If only the `-v` flag is passed, the progress bars are disabled. If both `-v` and `--log-to-file` are passed then the progress bars will still be shown.

## How it works

The URL passed to Paperoni is fetched and the returned HTML response is passed to the extractor.
This extractor retrieves a possible article using a [custom port](https://github.com/hipstermojo/paperoni/blob/master/src/moz_readability/mod.rs) of the [Mozilla Readability algorithm](https://github.com/mozilla/readability).
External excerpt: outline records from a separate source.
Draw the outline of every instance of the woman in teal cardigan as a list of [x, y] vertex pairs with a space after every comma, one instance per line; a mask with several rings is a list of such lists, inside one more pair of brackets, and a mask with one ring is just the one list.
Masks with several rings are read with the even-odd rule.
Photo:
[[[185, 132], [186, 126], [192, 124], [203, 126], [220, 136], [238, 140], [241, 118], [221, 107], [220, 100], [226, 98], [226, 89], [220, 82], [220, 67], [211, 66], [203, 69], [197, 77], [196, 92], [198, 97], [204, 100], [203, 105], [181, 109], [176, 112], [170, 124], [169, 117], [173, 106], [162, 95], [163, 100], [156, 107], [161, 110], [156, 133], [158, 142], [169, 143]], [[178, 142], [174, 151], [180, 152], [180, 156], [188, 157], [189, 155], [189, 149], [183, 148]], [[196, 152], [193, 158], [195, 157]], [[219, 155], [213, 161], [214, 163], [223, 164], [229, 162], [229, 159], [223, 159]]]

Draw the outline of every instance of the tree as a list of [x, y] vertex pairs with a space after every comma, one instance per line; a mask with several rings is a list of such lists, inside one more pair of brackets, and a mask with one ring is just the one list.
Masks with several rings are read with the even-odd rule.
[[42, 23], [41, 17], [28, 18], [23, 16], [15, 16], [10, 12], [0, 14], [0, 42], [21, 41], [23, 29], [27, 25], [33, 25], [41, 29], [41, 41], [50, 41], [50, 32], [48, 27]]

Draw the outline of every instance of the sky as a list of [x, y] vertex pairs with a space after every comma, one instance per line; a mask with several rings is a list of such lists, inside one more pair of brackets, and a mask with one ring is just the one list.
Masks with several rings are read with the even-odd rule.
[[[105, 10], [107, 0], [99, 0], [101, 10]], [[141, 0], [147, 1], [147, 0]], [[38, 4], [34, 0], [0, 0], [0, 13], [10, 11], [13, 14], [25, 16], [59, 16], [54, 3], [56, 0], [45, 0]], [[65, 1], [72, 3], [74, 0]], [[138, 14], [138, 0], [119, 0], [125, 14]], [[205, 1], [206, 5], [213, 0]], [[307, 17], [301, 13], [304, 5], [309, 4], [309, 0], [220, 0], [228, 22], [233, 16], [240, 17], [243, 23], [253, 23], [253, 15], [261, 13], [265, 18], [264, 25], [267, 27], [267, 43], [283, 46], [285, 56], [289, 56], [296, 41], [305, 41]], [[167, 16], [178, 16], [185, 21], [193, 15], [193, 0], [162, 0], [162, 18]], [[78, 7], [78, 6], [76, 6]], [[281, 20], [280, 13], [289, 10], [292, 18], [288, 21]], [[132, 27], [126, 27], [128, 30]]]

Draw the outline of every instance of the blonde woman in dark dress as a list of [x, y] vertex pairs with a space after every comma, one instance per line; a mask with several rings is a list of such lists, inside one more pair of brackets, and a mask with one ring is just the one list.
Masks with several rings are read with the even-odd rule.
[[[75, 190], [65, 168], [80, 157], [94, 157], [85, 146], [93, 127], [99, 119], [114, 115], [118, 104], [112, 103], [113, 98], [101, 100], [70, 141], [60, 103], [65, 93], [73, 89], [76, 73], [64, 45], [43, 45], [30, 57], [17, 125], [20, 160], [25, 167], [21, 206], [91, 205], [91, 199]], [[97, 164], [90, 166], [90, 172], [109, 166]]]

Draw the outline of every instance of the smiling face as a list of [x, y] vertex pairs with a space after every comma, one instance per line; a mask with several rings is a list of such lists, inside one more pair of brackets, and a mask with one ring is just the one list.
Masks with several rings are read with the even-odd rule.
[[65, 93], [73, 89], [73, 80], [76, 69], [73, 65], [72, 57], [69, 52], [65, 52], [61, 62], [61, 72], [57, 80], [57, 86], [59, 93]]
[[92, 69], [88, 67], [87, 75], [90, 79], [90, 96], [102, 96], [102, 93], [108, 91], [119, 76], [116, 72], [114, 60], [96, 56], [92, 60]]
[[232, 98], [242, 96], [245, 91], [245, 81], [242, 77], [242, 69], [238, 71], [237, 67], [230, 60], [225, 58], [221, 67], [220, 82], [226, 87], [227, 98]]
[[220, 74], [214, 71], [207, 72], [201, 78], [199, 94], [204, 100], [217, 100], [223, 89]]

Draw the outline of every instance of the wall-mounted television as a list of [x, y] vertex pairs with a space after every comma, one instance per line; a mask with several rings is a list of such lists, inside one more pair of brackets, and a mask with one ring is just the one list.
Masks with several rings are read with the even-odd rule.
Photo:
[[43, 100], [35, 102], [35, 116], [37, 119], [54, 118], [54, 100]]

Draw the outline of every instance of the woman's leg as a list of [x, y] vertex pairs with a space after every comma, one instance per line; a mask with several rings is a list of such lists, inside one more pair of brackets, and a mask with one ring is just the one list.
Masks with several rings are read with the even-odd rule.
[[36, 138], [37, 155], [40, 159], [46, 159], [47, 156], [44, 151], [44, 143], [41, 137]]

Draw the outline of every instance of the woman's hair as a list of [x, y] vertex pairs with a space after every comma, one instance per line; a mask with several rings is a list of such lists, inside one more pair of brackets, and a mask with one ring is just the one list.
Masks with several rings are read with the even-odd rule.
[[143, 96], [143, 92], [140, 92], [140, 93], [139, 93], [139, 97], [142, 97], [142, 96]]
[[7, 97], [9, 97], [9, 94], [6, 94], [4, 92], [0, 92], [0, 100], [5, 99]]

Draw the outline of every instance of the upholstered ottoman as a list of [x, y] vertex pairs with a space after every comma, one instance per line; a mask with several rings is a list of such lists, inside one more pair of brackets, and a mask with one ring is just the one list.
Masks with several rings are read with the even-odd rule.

This article is then saved in an EPUB.

> The port of the algorithm is still unstable as well so it is not fully compatible with all the websites that can be extracted using Readability.

## How it (currently) doesn't work

This program is still in alpha so a number of things won't work:

- Websites that only run with JavaScript cannot be extracted.
- Website articles that cannot be extracted by Readability cannot be extracted by Paperoni either.
- Code snippets on Medium articles that are lazy loaded will not appear in the EPUB.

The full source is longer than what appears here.